Seldom has it been more important for Americans to form a realistic assessment of the world scene. But our current governing, college-educated class suffers one glaring blind spot.
Modern American culture produces highly individualistic career and identity paths for upper- and middle-class males and females. Power couples abound, often sporting different last names. But deeply held religious identities and military loyalties are less common. Few educated Americans have any direct experience with large groups of men gathered in intense prayer or battle. Like other citizens of the globalized corporate/consumer culture, educated Americans are often widely traveled but not deeply rooted in obligation to a particular physical place, a faith or a kinship.

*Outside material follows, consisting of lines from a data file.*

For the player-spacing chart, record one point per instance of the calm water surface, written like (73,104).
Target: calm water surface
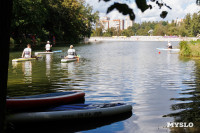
(161,87)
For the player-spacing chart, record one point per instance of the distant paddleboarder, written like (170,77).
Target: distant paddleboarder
(71,52)
(27,52)
(48,47)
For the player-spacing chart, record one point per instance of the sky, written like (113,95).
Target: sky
(180,8)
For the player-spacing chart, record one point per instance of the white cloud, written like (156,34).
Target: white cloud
(179,9)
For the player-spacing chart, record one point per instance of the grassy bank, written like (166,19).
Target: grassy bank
(190,48)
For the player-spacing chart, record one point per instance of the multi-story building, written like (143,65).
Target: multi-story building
(119,24)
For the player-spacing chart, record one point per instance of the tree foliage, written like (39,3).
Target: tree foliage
(67,20)
(141,4)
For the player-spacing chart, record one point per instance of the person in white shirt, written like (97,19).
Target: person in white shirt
(48,47)
(169,45)
(27,52)
(71,52)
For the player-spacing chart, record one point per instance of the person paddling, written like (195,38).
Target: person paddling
(169,45)
(71,52)
(27,52)
(48,47)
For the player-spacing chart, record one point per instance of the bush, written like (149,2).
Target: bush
(12,41)
(191,48)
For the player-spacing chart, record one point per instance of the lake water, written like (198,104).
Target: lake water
(161,86)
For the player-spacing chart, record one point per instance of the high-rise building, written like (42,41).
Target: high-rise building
(118,24)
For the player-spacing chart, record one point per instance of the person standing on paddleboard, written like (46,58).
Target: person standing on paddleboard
(27,52)
(71,52)
(169,45)
(48,47)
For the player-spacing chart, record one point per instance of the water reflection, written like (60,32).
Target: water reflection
(187,107)
(48,65)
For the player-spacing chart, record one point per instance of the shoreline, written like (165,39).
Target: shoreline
(141,38)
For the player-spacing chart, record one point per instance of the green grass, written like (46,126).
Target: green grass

Most of the 7 billion people on Earth today are not such modern atoms. As in the past, they live in territorial ethnic groups and language communities — extended family units that in turn connect with national and religious identities uniting adult males. Such brotherhoods blend the blood ties of kinship with the shared blood sacrifice of religious military covenants.
If we are to be realists, we must understand that such large communal loyalties, for which men will gladly fight and die, explain a great many of the world's conflicts — and mark the pathways to peace. American and European educated elites may be outgrowing the "superstition" of religion, the "chauvinism" of nations. But armed men elsewhere navigate by a different compass.
Let us enter their world for a moment, in the name of realism.
Russia: Waking up Orthodox
For modern individualists, nothing is so enlightened as our present era. So it was considered a major insult in the West to tell Russia's president that "you just don't, in the 21st century, behave in 19th-century fashion by invading another country."
But Vladimir Putin sees the 19th century not as an inferior age but as the time before his Orthodox nation was seized by an atheist movement from the West that poisoned the soul of a Christian people. He knows that the battle for Sevastopol in the Crimean War (1857) was lost by Russians at the hands of an unholy alliance of Muslim Turks and nominally Christian British and French troops.
There is no question to Putin (or most of his citizens) that Crimea is part of an organic unity called Russia, baptized 1,000 years ago and paid for with blood. But Orthodox Crimea is not Catholic Poland. The Russian nation's claim to one implies no claim on the other. (And eastern Ukraine is likewise a special case, where use of the Russian language marks the key fault line.)